The UN predicts a global population of 9.7 billion people by 2050. This, in turn will bring about a huge increase in demand for food, general products such as cars and clothes, and energy, all of which use vast amounts of water. However we are already exploiting our fresh water resources at a rate many may conceive as unsustainable, as it was shown in 2015 that 21 of the world’s largest 37 aquifers (a body of permeable rock that stores groundwater) were being depleted faster than they were naturally refilled by the hydrological cycle (Richey et al., 2015). Likewise, numerous large rivers such as the Colorado River and the Amu Darya (which used to feed the Aral Sea – now 10% of its original size) are no longer reaching the sea because their flow levels have been reduced so severely due to being over tapped.
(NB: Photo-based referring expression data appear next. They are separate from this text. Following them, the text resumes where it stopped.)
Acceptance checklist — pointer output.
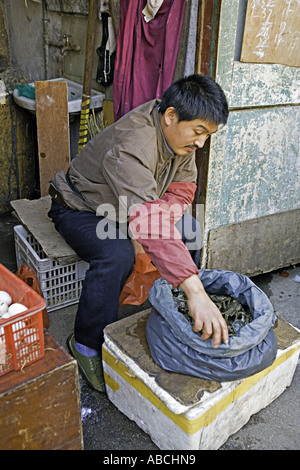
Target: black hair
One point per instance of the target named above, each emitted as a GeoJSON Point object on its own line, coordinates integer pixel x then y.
{"type": "Point", "coordinates": [196, 97]}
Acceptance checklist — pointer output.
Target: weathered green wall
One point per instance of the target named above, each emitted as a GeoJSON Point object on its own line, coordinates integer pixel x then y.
{"type": "Point", "coordinates": [23, 143]}
{"type": "Point", "coordinates": [254, 161]}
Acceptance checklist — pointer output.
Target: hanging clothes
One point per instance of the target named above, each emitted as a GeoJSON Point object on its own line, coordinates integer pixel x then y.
{"type": "Point", "coordinates": [146, 53]}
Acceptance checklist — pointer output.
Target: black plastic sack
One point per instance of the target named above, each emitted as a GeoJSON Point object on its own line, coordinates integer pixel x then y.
{"type": "Point", "coordinates": [175, 347]}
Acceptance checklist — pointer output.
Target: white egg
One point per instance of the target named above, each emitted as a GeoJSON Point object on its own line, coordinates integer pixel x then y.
{"type": "Point", "coordinates": [16, 308]}
{"type": "Point", "coordinates": [3, 308]}
{"type": "Point", "coordinates": [5, 297]}
{"type": "Point", "coordinates": [6, 315]}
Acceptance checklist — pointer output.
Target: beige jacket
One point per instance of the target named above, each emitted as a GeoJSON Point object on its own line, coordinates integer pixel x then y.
{"type": "Point", "coordinates": [130, 158]}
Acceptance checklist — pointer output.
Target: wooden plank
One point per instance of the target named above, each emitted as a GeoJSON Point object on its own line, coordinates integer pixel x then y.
{"type": "Point", "coordinates": [256, 246]}
{"type": "Point", "coordinates": [271, 33]}
{"type": "Point", "coordinates": [40, 405]}
{"type": "Point", "coordinates": [52, 130]}
{"type": "Point", "coordinates": [33, 215]}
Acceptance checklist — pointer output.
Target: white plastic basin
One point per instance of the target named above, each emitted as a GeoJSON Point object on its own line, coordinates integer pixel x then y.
{"type": "Point", "coordinates": [74, 97]}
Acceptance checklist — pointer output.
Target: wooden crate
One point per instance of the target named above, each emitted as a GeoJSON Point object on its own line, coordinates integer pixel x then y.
{"type": "Point", "coordinates": [40, 405]}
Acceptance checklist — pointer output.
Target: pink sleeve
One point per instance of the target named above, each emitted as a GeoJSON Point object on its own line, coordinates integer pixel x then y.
{"type": "Point", "coordinates": [153, 225]}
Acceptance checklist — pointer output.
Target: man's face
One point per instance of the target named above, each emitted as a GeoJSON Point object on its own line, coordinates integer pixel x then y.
{"type": "Point", "coordinates": [186, 136]}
Earth’s freshwater resources are unevenly distributed and currently almost one in 10 people ‘lack access to improved drinking water sources’. As the Earth's population increases and climate change continues to take effect, we can expect a growing challenge to humanity to ensure that developing countries and arid regions, where fresh water is economically and physically sparse, are able to access clean and safe water. 

This blog will aim to explore various issues regarding water scarcity, and the varying consequences of this problem as well as how it is tackled.